The Court of Appeals for the Ninth Circuit affirmed, with prejudice, the dismissal of all claims in a case that risked setting a precedent requiring premature vulnerability disclosure, In re Intel Corp. CPU Marketing. The Cybersecurity Coalition led a joint amicus brief in the case, targeted at educating the district court on the principles and timing of coordinated vulnerability disclosure (CVD).
The amicus brief was submitted in collaboration with the Cyber Threat Alliance, Information Technology Industry Council, and the Business Software Alliance, and was recognized in the District Court’s oral arguments and final ruling. The amicus brief served as an integral resource in the Court dismissing the Plaintiff’s claims that it was an unfair business practice to not publicly reveal an unpatched security vulnerability that was still being mitigated.

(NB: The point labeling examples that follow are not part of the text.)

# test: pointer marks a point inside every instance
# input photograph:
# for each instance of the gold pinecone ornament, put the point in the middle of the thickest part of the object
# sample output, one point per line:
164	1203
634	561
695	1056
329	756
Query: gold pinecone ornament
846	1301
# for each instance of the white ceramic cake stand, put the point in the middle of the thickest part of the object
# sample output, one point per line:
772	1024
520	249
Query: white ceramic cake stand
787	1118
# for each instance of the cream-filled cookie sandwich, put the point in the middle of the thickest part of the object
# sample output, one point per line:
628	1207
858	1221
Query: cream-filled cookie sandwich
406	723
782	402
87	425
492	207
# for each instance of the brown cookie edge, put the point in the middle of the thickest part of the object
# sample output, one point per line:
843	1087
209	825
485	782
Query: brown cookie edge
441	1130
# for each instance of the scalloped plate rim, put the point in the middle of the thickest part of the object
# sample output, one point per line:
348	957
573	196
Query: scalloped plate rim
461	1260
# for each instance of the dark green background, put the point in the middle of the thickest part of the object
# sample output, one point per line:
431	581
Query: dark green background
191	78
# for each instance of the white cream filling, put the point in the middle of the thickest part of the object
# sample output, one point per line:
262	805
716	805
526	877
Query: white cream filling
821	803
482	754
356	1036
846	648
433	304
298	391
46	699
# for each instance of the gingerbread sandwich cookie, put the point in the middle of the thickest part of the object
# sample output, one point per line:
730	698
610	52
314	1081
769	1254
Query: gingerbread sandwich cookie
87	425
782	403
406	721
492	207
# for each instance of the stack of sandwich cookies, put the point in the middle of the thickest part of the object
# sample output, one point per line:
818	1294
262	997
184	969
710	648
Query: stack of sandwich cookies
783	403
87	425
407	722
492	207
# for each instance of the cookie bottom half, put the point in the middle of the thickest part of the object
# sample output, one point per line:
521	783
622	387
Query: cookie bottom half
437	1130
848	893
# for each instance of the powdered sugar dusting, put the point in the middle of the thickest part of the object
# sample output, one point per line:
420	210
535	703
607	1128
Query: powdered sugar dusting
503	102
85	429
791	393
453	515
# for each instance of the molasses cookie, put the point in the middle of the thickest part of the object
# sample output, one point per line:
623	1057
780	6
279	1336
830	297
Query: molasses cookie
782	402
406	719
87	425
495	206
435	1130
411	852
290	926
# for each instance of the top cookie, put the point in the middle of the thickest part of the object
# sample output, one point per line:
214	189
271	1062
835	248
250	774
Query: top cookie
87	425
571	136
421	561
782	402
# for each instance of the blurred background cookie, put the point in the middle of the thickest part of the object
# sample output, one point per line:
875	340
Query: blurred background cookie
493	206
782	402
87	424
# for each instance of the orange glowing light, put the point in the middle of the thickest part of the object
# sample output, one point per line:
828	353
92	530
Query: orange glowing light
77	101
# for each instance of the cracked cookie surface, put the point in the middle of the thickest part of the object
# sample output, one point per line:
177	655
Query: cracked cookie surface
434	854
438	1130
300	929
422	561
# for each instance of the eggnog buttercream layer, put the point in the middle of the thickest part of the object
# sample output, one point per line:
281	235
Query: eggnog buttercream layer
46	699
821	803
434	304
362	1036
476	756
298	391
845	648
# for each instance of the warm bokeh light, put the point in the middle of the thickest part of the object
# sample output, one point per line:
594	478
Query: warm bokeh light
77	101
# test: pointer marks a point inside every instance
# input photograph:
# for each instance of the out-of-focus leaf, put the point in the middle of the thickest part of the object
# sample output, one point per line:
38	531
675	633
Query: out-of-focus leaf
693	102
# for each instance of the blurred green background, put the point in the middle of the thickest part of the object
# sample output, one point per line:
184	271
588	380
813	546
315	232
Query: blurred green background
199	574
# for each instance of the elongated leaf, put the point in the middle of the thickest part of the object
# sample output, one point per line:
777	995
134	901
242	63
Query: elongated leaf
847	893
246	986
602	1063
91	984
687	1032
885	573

The “Spectre” and “Meltdown” security vulnerabilities affected widely used computer processors. Though relatively difficult to exploit, the hardware-based vulnerabilities also required a longer period of time to mitigate than traditional software vulnerabilities. As detailed in a white paper from the Center for Cybersecurity Policy and Law, these hardware vulnerabilities demonstrated the complexity of multi-party coordination to deploy mitigations for different vulnerability variants across multiple technology vendors. In short, the affected vendors were working to fix the problem, but it takes time to fix.

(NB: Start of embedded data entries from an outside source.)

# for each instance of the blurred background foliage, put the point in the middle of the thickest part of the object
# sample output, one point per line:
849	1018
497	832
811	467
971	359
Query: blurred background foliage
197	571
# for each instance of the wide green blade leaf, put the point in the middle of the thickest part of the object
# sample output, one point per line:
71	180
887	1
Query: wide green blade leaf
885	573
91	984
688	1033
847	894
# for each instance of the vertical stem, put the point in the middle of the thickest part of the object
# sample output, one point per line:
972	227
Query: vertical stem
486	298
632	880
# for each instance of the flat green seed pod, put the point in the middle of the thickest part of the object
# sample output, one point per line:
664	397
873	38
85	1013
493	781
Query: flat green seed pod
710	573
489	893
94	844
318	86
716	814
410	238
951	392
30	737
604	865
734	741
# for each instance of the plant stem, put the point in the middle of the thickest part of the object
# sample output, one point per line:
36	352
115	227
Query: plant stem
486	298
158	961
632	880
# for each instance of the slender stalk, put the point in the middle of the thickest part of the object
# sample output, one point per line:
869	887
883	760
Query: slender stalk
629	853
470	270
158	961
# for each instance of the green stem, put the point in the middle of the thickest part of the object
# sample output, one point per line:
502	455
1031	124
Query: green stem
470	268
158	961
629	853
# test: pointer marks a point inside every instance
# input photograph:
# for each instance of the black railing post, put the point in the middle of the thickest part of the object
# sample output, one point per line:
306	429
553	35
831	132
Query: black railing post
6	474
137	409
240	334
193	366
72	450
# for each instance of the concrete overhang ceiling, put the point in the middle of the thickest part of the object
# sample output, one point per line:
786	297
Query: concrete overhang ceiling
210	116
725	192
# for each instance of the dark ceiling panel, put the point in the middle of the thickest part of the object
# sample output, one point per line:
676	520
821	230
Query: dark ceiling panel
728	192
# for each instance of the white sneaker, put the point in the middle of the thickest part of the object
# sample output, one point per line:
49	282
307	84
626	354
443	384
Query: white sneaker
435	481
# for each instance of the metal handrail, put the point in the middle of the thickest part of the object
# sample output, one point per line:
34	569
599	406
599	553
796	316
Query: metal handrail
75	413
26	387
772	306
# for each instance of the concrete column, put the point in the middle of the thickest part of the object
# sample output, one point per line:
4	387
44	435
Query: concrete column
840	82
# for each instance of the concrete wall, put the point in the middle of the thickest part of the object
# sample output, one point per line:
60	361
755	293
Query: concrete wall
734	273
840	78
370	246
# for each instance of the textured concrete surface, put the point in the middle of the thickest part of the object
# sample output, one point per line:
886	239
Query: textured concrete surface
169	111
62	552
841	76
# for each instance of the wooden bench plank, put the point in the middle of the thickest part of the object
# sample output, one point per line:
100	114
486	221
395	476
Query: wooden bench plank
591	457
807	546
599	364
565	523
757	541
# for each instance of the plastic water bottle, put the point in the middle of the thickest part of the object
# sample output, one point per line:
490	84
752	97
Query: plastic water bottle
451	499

After the vulnerabilities were mitigated and publicly announced, a class action lawsuit was filed against Intel Corp. alleging that it was an unfair business practice to market computers without disclosing that the processors were affected. Instead, the lawsuit contended that the vulnerability should have been disclosed publicly 90 days after discovery, arguing that this was a standard timeline for vulnerability disclosure.

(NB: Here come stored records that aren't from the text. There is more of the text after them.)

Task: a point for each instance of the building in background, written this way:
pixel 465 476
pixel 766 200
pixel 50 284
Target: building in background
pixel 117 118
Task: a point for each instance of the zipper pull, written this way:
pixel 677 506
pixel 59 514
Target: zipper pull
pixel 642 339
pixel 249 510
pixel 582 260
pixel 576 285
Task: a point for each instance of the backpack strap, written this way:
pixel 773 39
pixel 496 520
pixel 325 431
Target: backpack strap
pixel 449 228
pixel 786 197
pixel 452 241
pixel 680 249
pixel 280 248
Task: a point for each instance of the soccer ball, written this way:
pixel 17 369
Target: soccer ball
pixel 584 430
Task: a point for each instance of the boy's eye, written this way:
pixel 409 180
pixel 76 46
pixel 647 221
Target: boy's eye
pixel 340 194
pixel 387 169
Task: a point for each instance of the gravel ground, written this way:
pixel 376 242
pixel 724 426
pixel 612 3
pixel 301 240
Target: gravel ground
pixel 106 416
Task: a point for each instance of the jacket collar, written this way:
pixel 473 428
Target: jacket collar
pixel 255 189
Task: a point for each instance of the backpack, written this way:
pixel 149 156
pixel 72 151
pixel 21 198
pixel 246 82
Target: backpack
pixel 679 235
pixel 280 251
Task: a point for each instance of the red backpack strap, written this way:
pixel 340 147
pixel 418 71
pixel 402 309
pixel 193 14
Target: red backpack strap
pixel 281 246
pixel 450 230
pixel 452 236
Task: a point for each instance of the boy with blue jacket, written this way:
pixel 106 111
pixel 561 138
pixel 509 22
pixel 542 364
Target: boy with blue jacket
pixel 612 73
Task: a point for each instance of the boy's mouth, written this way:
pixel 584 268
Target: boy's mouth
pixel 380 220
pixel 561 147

The Cybersecurity Coalition and its allies intervened with an amicus brief because of our concern that the case could create a precedent that all vulnerability disclosures should follow a rigid 90-day deadline. While public disclosure of unpatched vulnerabilities can be necessary in some circumstances, premature disclosure can also create a greater risk that attackers will exploit the vulnerability. Our amicus brief stated that a universal disclosure deadline would be against established standards and best practices, and that it would be a negative outcome for cybersecurity. Here is a summary of the brief’s arguments:
- The Opinion Could be Read to Create a New Legal Presumption that Requires Disclosure of Security Vulnerabilities within 90 days
If the Court accepted the Plaintiff’s allegations that the “normal” embargo period is 90 days and concluded that there was no “countervailing business interest other than profit for delaying disclosure,” this could be interpreted as creating a new legal presumption that required the disclosure of security vulnerabilities within 90 days. This opinion would significantly differ from current standards in the cybersecurity community and could have adverse impacts on the remediation of future vulnerabilities.
- Coordinated Vulnerability Disclosure Background
Understanding the Plaintiff’s claims required an understanding of CVD processes, why they exist and the considerations governing how they are implemented. The Coalition’s position is that establishing a CVD process and publicly communicating the existence and scope of that policy helps organizations identify and respond to vulnerabilities. Additionally, that CVD protects users by increasing the likelihood that vulnerability information becomes public at the same time as patches or mitigations that enable users to safeguard themselves.
- A Universal and Legally Enshrined Embargo Period Is Inconsistent with Current Established Standards and Best Practices and Risks Degrading Cybersecurity
Cybersecurity standards and guidance do not set a rigid disclosure timeline. Instead, they universally recognize that any disclosure timeframe must respond to the facts of a situation, the complexity of the vulnerability, and the number of parties that must be coordinated. For example, Cybersecurity Infrastructure and Security Agency’s (CISA) Binding Operation Directive 20-01 explains that meaningful communication with vulnerability reporters is more important than strict adherence to target timelines. In addition, the data showing the circumstances of a vulnerability should drive resolution, not conformance with a fixed timeline.
- Certain Vulnerabilities Will Require Longer Disclosure Timelines
Vulnerabilities are diverse. Addressing and resolving certain hardware and software issues can be intricate, potentially warranting an extended non-disclosure period, particularly when patches need to interface with legacy infrastructure components.
- A Legal Presumption Built on a Rigid Universal Timeframe Would Have Adverse Consequences for Industry and Consumers
The Coalition agreed that vulnerabilities should be mitigated and disclosed without delay. However, the timelines should reflect the circumstances and enable flexibility rather than prescribe mandatory deadlines. A new legal presumption built on a rigid universal timeframe for reporting security vulnerabilities would exacerbate the difficulties associated with resolving cybersecurity vulnerabilities. It would also place pressure on parties to disclose vulnerabilities prematurely - potentially enabling attackers to exploit the vulnerability prior to patching, putting consumers at risk.
With additional context from our amicus brief, the District Court dismissed the case. In its dismissal, the Court emphasized that its rulings were not intended to declare a specific default embargo period applicable in all circumstances. The Ninth Circuit unanimously affirmed the dismissal, confirming that the sequence of vulnerability discovery and disclosure in the case did not constitute an unfair business practice.
The ruling offers potential relief to technology makers and operators that utilize embargoes to address security vulnerabilities prior to broader disclosure. We are glad to see impact from the amicus brief, and we applaud the Courts’ recognition of the complex balancing of interests associated with vulnerability disclosure timelines.